Celebrating our parents on special days is a relatively recent American tradition that began during the twentieth century. This week on Harmonia, an exploration of the origins or each day with special music specially chosen for Mom and Dad.
The tradition of celebrating Mother’s Day began with a presidential proclamation. On May, 9, 1914, Woodrow Wilson declared it a national holiday. Twenty-four hours earlier Congress had passed a law, which set aside the second Sunday in May specifically for mothers.
Since Mother’s Day is a tradition that does not go back very far in history, we’ve specially chosen music in honor of our mothers.

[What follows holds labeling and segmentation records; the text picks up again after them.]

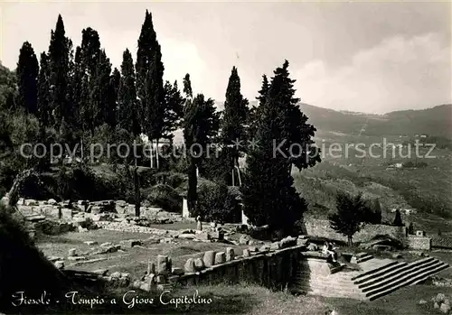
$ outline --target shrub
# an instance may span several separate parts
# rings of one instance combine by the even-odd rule
[[[169,185],[156,184],[141,190],[141,196],[150,203],[161,207],[164,210],[182,212],[181,197]]]
[[[236,197],[233,190],[228,190],[226,185],[203,182],[198,188],[194,216],[220,223],[240,222],[241,212]]]

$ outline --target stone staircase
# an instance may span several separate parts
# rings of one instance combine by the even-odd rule
[[[298,272],[295,292],[334,298],[372,301],[400,288],[427,280],[449,265],[428,257],[412,263],[391,259],[375,259],[365,253],[353,259],[362,271],[347,271],[330,274],[315,274],[303,268]]]

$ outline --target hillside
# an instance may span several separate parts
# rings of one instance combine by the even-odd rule
[[[395,111],[385,115],[340,112],[307,104],[302,111],[317,130],[363,135],[406,135],[416,134],[452,137],[452,104],[422,110]]]

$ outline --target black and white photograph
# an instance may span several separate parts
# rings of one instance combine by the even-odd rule
[[[452,315],[452,2],[0,4],[0,315]]]

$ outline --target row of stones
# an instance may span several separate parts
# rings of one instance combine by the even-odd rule
[[[299,238],[287,236],[279,242],[274,242],[270,245],[263,245],[260,248],[258,248],[257,246],[245,248],[243,249],[242,255],[237,257],[234,255],[234,249],[232,247],[226,248],[225,252],[207,251],[204,253],[202,258],[188,258],[184,264],[184,270],[186,273],[195,273],[206,267],[221,264],[235,259],[246,258],[258,254],[266,254],[296,245],[305,246],[306,243],[307,239],[306,236],[300,236]]]

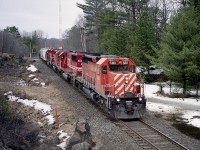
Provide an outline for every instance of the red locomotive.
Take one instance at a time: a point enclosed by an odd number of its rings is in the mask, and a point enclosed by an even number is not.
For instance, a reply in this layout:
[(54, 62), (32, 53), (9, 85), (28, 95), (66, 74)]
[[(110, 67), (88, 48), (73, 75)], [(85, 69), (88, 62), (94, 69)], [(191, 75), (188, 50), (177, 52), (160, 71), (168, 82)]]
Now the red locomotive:
[[(44, 53), (44, 52), (43, 52)], [(54, 54), (48, 58), (48, 55)], [(100, 53), (59, 50), (42, 58), (54, 70), (83, 90), (119, 119), (141, 118), (146, 112), (144, 90), (136, 82), (136, 64), (130, 59)]]

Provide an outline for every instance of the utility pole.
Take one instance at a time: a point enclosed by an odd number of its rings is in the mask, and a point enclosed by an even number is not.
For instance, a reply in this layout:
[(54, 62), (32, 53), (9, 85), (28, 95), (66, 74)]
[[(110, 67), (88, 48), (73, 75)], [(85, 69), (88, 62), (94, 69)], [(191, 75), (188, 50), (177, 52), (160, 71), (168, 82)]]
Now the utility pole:
[(61, 7), (61, 0), (59, 0), (59, 49), (63, 49), (63, 43), (62, 43), (62, 7)]
[(81, 27), (80, 28), (80, 33), (81, 33), (81, 44), (83, 51), (86, 52), (86, 38), (85, 38), (85, 28)]
[(1, 46), (1, 51), (2, 51), (2, 54), (3, 54), (3, 42), (4, 42), (4, 39), (3, 39), (3, 31), (2, 31), (2, 46)]

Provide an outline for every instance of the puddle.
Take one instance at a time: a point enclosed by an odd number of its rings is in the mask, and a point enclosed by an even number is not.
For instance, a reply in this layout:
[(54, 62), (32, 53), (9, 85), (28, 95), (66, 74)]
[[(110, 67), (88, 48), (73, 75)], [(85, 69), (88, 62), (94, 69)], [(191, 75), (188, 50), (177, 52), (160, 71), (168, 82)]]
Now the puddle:
[(200, 129), (188, 124), (185, 124), (184, 122), (175, 122), (173, 123), (173, 126), (181, 131), (183, 134), (186, 134), (190, 137), (193, 137), (197, 140), (200, 140)]

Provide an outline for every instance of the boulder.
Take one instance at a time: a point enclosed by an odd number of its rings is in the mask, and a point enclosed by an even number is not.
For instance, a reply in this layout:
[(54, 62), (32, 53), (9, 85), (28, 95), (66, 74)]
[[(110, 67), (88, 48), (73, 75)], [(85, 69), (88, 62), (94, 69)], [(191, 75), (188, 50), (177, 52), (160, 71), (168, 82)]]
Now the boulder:
[(93, 145), (90, 126), (85, 119), (79, 119), (66, 150), (91, 150)]

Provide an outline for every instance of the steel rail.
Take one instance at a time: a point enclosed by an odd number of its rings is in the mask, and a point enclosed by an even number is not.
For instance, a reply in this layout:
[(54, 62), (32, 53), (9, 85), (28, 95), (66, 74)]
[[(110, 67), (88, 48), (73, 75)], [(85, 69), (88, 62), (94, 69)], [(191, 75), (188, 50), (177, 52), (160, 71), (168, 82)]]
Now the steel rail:
[[(183, 146), (180, 143), (176, 142), (175, 140), (173, 140), (172, 138), (168, 137), (167, 135), (163, 134), (161, 131), (155, 129), (154, 127), (152, 127), (147, 122), (144, 122), (143, 120), (139, 120), (139, 121), (137, 121), (137, 123), (138, 122), (142, 123), (143, 125), (145, 125), (148, 129), (150, 129), (150, 131), (153, 131), (154, 134), (157, 134), (158, 136), (160, 136), (160, 138), (162, 138), (162, 140), (163, 140), (162, 142), (165, 142), (165, 140), (167, 142), (170, 142), (172, 145), (169, 145), (169, 146), (174, 146), (173, 149), (176, 149), (176, 150), (177, 149), (178, 150), (179, 149), (180, 150), (188, 150), (188, 148), (186, 148), (185, 146)], [(147, 137), (145, 137), (144, 135), (141, 135), (140, 133), (138, 133), (138, 131), (136, 131), (135, 127), (131, 127), (130, 125), (128, 125), (128, 123), (126, 123), (124, 121), (119, 121), (118, 123), (122, 127), (122, 130), (125, 131), (129, 136), (134, 138), (136, 143), (139, 146), (141, 146), (143, 149), (149, 149), (149, 150), (152, 150), (152, 149), (163, 150), (164, 148), (168, 149), (168, 147), (161, 147), (161, 145), (159, 145), (158, 143), (154, 143), (154, 142), (148, 140)], [(131, 122), (131, 123), (134, 124), (134, 122)], [(137, 128), (137, 129), (140, 129), (140, 128)]]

One tradition that originates with Mother’s Day is the wearing of a carnation. The flower, usually white, symbolizes the purity of love that a mother has for her child. The custom was initiated in 1907 by Anna Jarvis who passed out five hundred carnations to every mother in the congregation of her own mother’s church. The deed was part of her life’s work to have a day that recognized women.
Like Mother’s Day, the day commemorating our fathers was made a national holiday within the 20th Century, albeit decades later. In 1966, President Lyndon Johnson declared Father’s Day to be observed on the third Sunday of June, but it wasn’t officially observed until six years later when Nixon was in office.
Although Father’s Day became a national holiday somewhat late in the 20th Century, the day had actually been celebrated in a less formal manner throughout America since Mother’s Day caught on decades earlier. First celebrated in West Virginia, the day took place in July and not in June.
Our new release of the week is volume six in fortepianist Ronald Brautigam’s ongoing endeavor to record Beethoven’s complete sonatas.